The module provides comprehensive error handling:

from claude_client import invoke_claude, ClaudeInvocationError

try:
    response = invoke_claude("Your prompt here")
except ClaudeInvocationError as e:
    print(f"API Error: {e}")
    print(f"Status: {e.status_code}")
    print(f"Details: {e.details}")
except ValueError as e:
    print(f"Configuration Error: {e}")

Common errors:

  • API key missing: Add ANTHROPIC_API_KEY.txt to project knowledge (see Setup above)
  • Rate limits: Reduce max_workers or add delays
  • Token limits: Reduce prompt size or max_tokens
  • Network errors: Automatic retry with exponential backoff

Prompt Caching

For detailed caching workflows and best practices, see references/workflows.md.

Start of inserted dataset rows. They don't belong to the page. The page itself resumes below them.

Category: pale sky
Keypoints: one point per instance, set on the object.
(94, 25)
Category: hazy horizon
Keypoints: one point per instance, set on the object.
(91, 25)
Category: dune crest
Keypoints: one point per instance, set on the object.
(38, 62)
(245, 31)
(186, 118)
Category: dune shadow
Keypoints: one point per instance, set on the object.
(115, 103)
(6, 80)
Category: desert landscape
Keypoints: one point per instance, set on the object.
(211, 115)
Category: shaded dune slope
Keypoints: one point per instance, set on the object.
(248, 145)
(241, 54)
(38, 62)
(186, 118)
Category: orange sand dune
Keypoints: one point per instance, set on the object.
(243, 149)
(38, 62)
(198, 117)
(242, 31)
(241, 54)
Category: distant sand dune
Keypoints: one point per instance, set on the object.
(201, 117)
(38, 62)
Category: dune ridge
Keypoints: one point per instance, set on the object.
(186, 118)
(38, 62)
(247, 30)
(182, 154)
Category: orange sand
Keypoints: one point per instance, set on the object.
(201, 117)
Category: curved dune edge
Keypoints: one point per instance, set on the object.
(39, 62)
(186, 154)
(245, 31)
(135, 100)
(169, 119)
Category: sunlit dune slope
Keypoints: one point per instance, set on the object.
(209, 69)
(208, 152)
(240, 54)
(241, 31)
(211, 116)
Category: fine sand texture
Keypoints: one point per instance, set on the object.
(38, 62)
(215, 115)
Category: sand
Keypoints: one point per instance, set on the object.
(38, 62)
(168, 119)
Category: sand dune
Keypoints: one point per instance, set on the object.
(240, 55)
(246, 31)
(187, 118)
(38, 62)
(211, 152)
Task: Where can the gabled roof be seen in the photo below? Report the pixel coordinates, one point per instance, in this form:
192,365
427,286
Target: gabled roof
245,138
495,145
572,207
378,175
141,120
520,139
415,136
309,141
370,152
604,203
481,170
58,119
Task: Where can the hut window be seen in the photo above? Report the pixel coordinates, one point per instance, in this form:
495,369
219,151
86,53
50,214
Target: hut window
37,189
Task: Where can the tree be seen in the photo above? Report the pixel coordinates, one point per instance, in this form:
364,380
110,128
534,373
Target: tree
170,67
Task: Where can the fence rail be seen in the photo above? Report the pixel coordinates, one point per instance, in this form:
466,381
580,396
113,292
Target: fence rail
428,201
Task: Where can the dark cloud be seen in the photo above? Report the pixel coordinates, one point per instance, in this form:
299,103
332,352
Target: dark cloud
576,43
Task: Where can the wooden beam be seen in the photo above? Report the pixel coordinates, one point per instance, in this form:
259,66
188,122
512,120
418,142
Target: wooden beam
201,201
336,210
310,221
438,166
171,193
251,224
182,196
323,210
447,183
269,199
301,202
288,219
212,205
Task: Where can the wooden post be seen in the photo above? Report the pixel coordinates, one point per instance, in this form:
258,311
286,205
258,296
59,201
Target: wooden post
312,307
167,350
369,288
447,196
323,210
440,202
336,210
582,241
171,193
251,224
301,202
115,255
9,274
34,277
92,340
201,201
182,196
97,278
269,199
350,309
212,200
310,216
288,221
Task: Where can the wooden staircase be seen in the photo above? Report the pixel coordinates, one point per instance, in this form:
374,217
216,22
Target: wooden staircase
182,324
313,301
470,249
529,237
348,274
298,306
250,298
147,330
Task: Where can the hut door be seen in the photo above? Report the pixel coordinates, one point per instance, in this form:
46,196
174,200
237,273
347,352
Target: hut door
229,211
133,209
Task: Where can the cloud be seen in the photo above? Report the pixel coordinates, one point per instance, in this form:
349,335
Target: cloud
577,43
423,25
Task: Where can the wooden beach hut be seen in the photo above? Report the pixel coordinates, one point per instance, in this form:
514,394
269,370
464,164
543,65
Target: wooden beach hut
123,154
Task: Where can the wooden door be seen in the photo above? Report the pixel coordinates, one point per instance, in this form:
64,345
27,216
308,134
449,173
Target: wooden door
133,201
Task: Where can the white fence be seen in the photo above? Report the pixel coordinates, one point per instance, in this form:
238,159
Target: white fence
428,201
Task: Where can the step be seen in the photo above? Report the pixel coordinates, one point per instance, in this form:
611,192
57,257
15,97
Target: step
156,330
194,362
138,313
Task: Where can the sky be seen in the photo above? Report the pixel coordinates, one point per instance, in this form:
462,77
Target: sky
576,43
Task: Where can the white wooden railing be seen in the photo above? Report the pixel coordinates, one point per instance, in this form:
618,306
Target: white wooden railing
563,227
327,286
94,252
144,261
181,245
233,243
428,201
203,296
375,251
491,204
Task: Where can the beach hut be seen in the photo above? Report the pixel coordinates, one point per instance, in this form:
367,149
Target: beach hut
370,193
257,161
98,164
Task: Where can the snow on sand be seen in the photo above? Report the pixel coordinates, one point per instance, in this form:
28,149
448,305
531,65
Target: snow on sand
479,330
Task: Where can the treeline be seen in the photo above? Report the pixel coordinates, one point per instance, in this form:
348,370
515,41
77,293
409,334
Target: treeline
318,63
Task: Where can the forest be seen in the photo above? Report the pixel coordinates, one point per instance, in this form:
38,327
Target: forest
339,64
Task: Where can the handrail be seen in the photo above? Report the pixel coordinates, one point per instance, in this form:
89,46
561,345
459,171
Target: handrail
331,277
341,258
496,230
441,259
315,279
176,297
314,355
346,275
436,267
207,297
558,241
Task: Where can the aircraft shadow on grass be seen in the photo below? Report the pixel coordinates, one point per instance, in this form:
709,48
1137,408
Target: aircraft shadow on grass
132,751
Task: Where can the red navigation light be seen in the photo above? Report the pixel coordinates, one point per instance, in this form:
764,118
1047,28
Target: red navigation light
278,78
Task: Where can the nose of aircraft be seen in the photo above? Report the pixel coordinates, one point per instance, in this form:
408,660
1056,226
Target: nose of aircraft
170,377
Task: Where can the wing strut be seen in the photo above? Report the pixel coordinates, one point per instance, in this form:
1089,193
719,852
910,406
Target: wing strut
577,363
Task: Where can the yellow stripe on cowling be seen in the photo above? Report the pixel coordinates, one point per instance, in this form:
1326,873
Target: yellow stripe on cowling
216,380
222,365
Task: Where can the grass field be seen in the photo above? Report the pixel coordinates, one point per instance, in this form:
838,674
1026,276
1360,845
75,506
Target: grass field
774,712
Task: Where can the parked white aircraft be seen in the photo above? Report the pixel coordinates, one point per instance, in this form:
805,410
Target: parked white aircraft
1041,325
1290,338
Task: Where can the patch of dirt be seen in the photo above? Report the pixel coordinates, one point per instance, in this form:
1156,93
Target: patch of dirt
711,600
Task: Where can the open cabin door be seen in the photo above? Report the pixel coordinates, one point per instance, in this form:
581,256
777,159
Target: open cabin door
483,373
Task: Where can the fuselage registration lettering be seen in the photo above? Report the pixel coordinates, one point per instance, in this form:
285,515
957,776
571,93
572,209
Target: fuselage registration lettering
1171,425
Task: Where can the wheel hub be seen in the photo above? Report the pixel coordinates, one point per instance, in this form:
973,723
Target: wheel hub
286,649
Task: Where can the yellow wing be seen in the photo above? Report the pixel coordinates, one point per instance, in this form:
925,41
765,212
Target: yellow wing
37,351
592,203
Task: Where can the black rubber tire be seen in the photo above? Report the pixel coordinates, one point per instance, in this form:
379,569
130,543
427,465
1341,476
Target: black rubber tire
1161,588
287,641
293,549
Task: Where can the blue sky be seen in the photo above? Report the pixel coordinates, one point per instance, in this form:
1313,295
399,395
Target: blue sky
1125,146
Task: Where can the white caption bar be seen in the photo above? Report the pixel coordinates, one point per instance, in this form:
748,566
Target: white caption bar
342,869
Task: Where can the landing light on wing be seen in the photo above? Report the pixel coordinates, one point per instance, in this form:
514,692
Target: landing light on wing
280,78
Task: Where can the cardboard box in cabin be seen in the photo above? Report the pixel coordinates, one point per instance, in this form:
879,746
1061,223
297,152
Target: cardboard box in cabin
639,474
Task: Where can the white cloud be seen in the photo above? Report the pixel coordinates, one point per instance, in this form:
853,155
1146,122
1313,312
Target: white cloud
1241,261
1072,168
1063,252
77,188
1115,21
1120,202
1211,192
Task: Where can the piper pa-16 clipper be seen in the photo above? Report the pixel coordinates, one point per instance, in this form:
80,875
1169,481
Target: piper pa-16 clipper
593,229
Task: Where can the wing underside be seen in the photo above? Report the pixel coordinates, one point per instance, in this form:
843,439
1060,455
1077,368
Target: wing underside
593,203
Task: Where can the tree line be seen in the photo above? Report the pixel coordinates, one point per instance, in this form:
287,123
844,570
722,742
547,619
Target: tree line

Performance Considerations

Token efficiency:

  • Parallel calls use more tokens but save wall-clock time
  • Use prompt caching for shared context (90% cost reduction)
  • Use concise system prompts to reduce overhead
  • Consider token budgets when setting max_tokens

Rate limits:

  • Anthropic API has per-minute rate limits
  • Default max_workers=5 is safe for most tiers
  • Adjust based on your API tier and rate limits

Cost management:

  • Each invocation consumes API credits
  • Monitor usage in Anthropic Console
  • Use smaller models (haiku) for simple tasks
  • Use prompt caching for repeated context (90% savings)
  • Cache lifetime: 5 minutes, refreshed on each use

Best Practices

  1. Use parallel invocations for independent tasks only

    • Don't parallelize sequential dependencies
    • Each parallel task should be self-contained
  2. Set appropriate system prompts

    • Define clear roles/expertise for each instance
    • Keeps responses focused and relevant
  3. Handle errors gracefully

    • Always wrap invocations in try-except
    • Provide fallback behavior for failures
  4. Test with small batches first

    • Verify prompts work before scaling
    • Check token usage and costs
  5. Consider alternatives

    • Not all tasks benefit from multiple instances
    • Sometimes sequential with context is better

Token Efficiency

This skill uses ~800 tokens when loaded but enables powerful multi-agent patterns that can dramatically improve complex analysis quality and speed.